Третий рыцарь оказался верзилой, до глаз заросшим рыжей щетиной. В руках он держал огромный протазан с острым наконечником в виде цветка лилии. Верзила был занят починкой крепления наконечника, и его толстые пальцы, держащие проклеенную тесьму, двигались ловко и умело. Рядом с ним, на скамье, лежал великолепный боевой топор с широким, выгнутым лезвием. Кроме того, на боку у здоровяка Галеб увидел длинный меч. Ножны были изрядно потрепаны, но в двух местах на них остались кусочки богатой серебряной инкрустации.

— Имя третьего рыцаря — Бык Рорхарт, — сообщил Галебу пастор.

Глядя на здоровяка, и впрямь похожего на быка, Галеб улыбнулся:

— Это имя ему очень подходит. Какова его история?

— На одной шумной пирушке Бык Рорхарт пошатнулся и пролил вино герцогу Меллендорфу на камзол. Герцог пришел в ярость и приказал своим дворянам-юнкерам выставить Быка вон. Однако, когда юнкеры схватили Быка, тот настолько рассердился, что переломал им руки и ноги, а одному вдребезги разбил голову о дубовую столешницу. Понадобилось двенадцать человек, чтобы связать хмельного рыцаря веревками. Возможно, все бы обошлось, но один из покалеченных юнкеров приходился жене герцога кузеном, и на следующий день Быка заточили в башню, а его имущество описали и конфисковали в пользу раненого юнкера и его семьи.

— И сколько времени Бык провел в темнице?

— Четыре года.

Галеб присвистнул:

— Не повезло бедолаге.

— Бедолаге?

Галеб и сам понял неуместность этого слова. На щеках Быка играл яркий румянец, а его зубы, обнаженные в ухмылке, были белыми и крепкими. От него так и веяло здоровьем и довольством, и даже потрепанная одежда не портила общий благополучный вид.

Починив протазан, здоровяк пару раз махнул им в воздухе и самодовольно объявил:

— Думаю, судари мои, что мы разделаемся с разбойниками на раз-два!

— Это не просто разбойники! — громко заявил Галеб.

Рыцари оставили свои занятия и уставились на него.

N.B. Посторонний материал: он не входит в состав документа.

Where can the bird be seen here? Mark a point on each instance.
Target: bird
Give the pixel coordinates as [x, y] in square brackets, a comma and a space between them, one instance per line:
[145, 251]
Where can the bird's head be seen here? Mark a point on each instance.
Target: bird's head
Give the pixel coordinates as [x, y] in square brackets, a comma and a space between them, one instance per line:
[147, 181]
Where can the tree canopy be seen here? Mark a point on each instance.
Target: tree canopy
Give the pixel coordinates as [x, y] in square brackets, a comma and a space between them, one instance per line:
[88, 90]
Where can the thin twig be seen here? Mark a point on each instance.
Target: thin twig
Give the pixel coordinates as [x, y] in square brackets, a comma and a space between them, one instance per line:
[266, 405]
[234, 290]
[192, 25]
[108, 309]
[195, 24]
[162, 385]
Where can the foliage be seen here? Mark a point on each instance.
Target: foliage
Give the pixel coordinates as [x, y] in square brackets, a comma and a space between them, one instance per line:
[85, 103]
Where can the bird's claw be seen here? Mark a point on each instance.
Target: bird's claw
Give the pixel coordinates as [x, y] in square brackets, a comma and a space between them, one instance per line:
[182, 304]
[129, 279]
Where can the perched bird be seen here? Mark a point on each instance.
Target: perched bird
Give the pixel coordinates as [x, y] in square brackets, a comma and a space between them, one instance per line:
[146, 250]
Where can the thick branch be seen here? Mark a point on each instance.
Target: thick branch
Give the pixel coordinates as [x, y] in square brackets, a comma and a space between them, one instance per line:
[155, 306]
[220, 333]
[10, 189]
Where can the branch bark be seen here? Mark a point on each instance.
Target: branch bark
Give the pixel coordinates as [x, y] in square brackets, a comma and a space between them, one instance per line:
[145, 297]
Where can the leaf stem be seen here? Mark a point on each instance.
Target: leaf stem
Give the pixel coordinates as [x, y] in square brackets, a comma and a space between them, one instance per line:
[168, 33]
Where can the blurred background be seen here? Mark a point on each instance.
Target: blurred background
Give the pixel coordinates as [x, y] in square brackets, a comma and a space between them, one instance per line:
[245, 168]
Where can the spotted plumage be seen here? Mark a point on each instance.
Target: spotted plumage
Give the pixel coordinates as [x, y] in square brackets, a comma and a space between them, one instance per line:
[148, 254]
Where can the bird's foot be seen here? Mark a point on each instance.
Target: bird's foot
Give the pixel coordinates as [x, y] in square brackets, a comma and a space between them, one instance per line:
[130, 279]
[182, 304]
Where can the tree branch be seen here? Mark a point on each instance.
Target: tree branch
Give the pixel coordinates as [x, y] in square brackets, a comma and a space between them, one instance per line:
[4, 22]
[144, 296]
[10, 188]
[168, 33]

— Что? — спросил Бык Рорхарт.

— Они не просто разбойники, — повторил Галеб. — И победить их будет нелегко.

Здоровяк усмехнулся.

— Похоже, что ты вообразил себя великим воином, парень?

— Мне довелось дважды столкнуться с этими разбойниками, и я знаю, о чем говорю, — отозвался Галеб.

— Насколько хорошо знаешь? — уточнил коротышка Гассель, прищурив карие блестящие глаза.

— Настолько, что убил двоих из них, — спокойно ответил Галеб. — Среди белых псов есть настоящие демоны. Те двое, которых я убил, были оборотнями вроде вервольфов. А тот, что напал на меня тремя днями раньше, больше походил на медведя.

— Ты начитался сказочек про Беовульфа, парень, — с усмешкой сказал Бык Рорхарт. — Белые псы — обычные бродяги, раздобывшие по случаю несколько мечей и научившиеся с грехом пополам с ними управляться.

Галеб почувствовал, как в душе у него поднимается гнев, но сумел взять себя в руки. Взглянув на коротышку Гасселя, он поинтересовался:

— Рыцарь Гассель, а это правда, что вы осколком стекла вырезали целый полк?

— Вырезал, — ответил Гассель.

— И что вы при этом чувствовали? Что вы чувствовали, когда резали людей, как кроликов?

Гассель посмотрел на Галеба прямым, незамутненным взглядом и ответил:

— Ничего.

— Подумаешь — полк! — зычно проговорил Бык Рорхарт. — В битве при Шорах мне пришлось выступить в одиночку против тридцати янычаров! Десятерых из них я проткнул копьем, причем троих — одним ударом. Еще десятерым размозжил головы топором. Оставшихся десятерых мне помог прикончить мой славный мушкет!